Mondi 1/2018

Mondi 1/2018
Editoriale
di Fabrizio Sciacca

Un grande studioso di mitologia, Karoly Kerényi, ha sostenuto che il racconto mitologico non solo rimanda a un fatto ancestrale, ma anche a qualcosa di universale.
Ernst Cassirer ha definito l’uomo un animale simbolico. Il mito è una creazione dell’uomo. Non è metafisica degli essenti, ma una teoria archetipica. In tal senso, il mito sta dentro la storia dell’uomo. È un dispositivo rivelatore della storia dei popoli. Ha una funzione infrastorica in grado di contenere gli archetipi di tutte le culture e di tutti i tempi.
Dunque, attraverso il mito si fonda la storia, non la si mette da parte. Si potrebbe però dire che senza l’impatto logocentrico del pensiero occidentale non sarebbe venuta fuori questa coscienza storica di derivazione da un mito fondativo. I miti religiosi, ad esempio, sono un tentativo di ripristinare la storia culturale e le tradizioni dei popoli.
La funzione documentale del mito è propria della storiografia, poiché attinge ai contenuti narrativi dei miti nella Kulturgeschichte.
La funzione archetipica del mito è invece propria della simbolica, che a vari livelli si esprime dalla filosofia alla psicoanalisi, dall’antropologia alla teoria dei processi culturali e religiosi, dalla tradizione sapienziale all’esoterismo.
Mondi è un laboratorio di ricerca simbolica, aperto alle scienze filosofiche e sociali, sull’uomo e la società. Il suo scopo è realizzare un’offerta di studi in grado di operare alla luce di un’assunzione sincretica delle funzioni del mito. Si ispira a una complexio plurale e talora oppositiva, ma non divisiva, del multiforme ventaglio fenomenico dell’uomo.
Come nell’immagine di Friedrich Nietzsche, l’uomo è sempre in viaggio nell’orizzonte dell’infinito.

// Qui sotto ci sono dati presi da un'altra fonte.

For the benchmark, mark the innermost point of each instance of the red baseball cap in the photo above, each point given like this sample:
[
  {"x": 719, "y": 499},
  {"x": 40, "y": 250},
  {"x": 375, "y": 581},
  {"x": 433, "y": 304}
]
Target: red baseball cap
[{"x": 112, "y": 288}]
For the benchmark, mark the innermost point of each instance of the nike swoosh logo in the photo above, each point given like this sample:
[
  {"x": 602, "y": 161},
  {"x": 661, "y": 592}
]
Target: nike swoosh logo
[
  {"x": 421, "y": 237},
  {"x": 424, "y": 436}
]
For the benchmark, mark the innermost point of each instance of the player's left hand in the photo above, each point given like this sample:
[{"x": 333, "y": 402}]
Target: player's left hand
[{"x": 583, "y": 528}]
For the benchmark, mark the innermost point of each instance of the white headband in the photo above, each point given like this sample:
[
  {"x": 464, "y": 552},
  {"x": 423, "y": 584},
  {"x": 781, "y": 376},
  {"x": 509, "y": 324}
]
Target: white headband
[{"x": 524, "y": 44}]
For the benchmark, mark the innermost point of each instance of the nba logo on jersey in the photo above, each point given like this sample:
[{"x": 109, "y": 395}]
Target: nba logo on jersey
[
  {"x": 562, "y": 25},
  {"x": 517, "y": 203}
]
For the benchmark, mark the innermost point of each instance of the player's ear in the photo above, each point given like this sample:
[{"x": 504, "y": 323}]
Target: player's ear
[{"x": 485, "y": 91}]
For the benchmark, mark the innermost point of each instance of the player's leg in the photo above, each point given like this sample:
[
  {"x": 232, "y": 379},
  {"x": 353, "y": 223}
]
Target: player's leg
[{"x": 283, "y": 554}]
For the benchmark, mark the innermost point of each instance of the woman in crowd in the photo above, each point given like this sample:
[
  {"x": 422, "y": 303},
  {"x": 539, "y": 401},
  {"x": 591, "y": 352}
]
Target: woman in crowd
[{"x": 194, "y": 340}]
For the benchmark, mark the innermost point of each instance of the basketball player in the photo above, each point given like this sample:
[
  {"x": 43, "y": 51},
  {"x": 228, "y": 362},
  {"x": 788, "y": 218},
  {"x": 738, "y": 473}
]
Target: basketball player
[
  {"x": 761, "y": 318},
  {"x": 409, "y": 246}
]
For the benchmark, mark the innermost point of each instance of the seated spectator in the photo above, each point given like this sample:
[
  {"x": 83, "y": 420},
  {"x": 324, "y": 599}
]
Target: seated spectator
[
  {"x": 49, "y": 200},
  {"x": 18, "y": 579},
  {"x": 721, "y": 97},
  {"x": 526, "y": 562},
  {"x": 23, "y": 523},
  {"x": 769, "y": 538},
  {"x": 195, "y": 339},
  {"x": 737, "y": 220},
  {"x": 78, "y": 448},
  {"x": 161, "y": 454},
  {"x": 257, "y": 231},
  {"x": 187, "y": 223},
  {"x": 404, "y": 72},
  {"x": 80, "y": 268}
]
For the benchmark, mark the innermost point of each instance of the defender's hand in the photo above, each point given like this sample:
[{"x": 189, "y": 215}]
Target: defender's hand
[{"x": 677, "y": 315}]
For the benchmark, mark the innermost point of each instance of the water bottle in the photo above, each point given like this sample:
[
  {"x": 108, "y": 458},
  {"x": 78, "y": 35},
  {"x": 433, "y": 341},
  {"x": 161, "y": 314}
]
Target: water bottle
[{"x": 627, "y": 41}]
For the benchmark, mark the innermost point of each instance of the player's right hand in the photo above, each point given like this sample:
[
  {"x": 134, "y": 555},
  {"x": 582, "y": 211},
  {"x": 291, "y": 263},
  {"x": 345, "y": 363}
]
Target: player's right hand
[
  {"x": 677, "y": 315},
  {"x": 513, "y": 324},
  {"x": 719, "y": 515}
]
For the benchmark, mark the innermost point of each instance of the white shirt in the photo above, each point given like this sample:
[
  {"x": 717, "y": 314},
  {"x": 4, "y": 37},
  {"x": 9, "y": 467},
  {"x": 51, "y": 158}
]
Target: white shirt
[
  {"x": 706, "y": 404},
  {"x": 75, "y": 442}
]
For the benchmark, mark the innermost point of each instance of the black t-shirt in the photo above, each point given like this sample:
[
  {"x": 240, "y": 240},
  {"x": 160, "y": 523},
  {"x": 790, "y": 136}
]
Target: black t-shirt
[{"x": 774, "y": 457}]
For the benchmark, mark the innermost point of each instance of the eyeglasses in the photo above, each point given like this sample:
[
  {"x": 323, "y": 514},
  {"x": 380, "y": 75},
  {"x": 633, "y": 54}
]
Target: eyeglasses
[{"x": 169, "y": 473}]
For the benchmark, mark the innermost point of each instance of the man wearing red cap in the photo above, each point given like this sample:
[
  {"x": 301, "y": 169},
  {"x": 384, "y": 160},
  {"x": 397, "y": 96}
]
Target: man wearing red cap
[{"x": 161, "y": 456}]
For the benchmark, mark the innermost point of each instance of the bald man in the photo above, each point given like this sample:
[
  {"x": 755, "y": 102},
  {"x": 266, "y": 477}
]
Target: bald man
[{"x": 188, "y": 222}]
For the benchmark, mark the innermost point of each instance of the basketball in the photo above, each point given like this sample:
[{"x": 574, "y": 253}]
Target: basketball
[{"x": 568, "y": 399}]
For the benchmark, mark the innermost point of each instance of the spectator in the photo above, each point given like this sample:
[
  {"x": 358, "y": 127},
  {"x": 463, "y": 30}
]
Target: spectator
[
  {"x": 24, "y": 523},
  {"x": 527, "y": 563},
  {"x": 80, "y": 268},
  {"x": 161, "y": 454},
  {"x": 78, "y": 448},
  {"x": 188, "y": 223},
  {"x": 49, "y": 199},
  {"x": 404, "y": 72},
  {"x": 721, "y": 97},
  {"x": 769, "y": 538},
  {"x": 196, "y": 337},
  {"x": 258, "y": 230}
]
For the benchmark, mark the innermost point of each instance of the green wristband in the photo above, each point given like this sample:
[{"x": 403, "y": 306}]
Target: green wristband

Occorre che si eserciti la memoria di un’origine, di una terra – di quella terra da cui si deve muovere e i cui ponti si devono attraversare. Tagliando i ponti insieme alla terra tagliata dietro di noi, non ci sono più porte da cui uscire né finestre da cui guardare. Si spalanca l’immenso orizzonte. E spaventa, perché recide la certezza della nostalgia e dispiega l’infinito del dubbio. Non esiste più alcuna terra, non esiste più un solo mondo. E forse neppure il mondo stesso. Le acque di chi ha tagliato mondo, ponti e terra sono oscure. Sinché avrà un infinito orizzonte davanti, tuttavia, il navigante che ha tagliato il proprio mondo sarà libero di immaginarne altri mille.
Se il viaggio è la metafora della conoscenza, per viaggiare bisogna sapere da dove partire. Noi partiamo da qui.